MESA COUNTY, Colo. — Mesa County Deputy Clerk Belinda Knisley pleaded guilty during a hearing Thursday afternoon and was immediately sentenced to two years of probation under a deal that calls for her to testify against her co-defendants, who include Tina Peters.
Knisley formally entered guilty pleas to a trespassing charge, as well as charges of official misconduct and violation of duty, all of which are misdemeanors. The remaining counts against her were dismissed.
She admitted her roles during the hearing but maintained she was "directed" by Peters to do what she did.
That caused Judge Matthew Barrett to question whether Knisley was really taking responsibility for actions and gave him reservations about the deal which called for no incarceration. He made it clear he felt her crimes warranted time behind bars, but ultimately he accepted the deal, but warned Knisely that should she ever come before him in court again he wouldn't be as lenient.
>The video above is from March when both Peters and Knisley were indicted.
Peters and Knisley were both indicted in March on multiple counts related to the investigation into election equipment tampering and official misconduct. Peters was indicted on 10 counts and Knisley on six. Both were under investigation related to their involvement in a 2021 data security breach with the county's election equipment, according to the indictment.

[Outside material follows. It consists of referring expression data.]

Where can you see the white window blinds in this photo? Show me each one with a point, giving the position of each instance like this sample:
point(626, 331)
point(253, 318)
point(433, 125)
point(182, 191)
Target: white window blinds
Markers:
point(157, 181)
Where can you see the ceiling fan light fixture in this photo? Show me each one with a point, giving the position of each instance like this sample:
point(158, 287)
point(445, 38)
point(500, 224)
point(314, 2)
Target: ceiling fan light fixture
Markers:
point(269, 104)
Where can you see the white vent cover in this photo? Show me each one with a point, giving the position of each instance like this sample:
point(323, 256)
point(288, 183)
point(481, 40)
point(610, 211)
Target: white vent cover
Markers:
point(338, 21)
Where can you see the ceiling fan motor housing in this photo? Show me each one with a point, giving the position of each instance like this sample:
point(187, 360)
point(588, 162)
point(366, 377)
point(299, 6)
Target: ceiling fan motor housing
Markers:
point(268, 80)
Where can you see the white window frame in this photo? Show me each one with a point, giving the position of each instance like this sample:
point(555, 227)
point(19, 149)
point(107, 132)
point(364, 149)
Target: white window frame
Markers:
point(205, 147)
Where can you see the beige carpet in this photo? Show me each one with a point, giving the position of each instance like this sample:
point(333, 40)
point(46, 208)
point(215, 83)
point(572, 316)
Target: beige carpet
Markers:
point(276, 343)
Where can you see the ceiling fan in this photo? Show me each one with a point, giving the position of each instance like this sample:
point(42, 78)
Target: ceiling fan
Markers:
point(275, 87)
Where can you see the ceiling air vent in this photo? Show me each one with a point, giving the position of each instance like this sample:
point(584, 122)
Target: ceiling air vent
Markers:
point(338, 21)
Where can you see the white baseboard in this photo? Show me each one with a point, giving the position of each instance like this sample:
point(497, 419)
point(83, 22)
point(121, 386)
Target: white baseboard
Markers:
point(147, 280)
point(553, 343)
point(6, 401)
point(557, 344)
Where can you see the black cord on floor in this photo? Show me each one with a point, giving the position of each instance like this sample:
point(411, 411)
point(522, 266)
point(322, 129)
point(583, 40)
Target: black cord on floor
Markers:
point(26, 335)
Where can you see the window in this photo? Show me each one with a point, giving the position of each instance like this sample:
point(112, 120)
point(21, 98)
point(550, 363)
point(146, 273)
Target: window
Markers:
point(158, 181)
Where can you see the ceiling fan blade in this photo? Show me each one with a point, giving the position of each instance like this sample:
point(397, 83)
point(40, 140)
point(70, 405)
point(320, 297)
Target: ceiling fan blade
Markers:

Peters and Knisley "devised and executed a deceptive scheme which was designed to influence public servants, breach security protocols, exceed permissible access to voting equipment, and set in motion the eventual distribution of confidential information to unauthorized people," according to the indictment.
Read the full plea agreement is below.
If at any point Knisley refuses to cooperate or does not comply with the agreement, the guilty pleas and sentences would be vacated and she would be subject to prosecution on all original charges.
In July, former Elections Manager Sandra Brown turned herself into the Mesa County Sheriff’s Office (MCSO) on felony charges of conspiracy to commit criminal impersonation and attempting to influence a public servant.
According to Brown's warrant, she was involved in a plot that allowed an unauthorized person to gain access to the "trusted build" – which is part of the process of verifying software for the county's voting system – in May 2021, where copies of election hardware were made.
Under the agreement, Knisley will also testify against Brown and others who she named during a June interview with prosecutors. Knisley can also never work in an elections role again, under the agreement.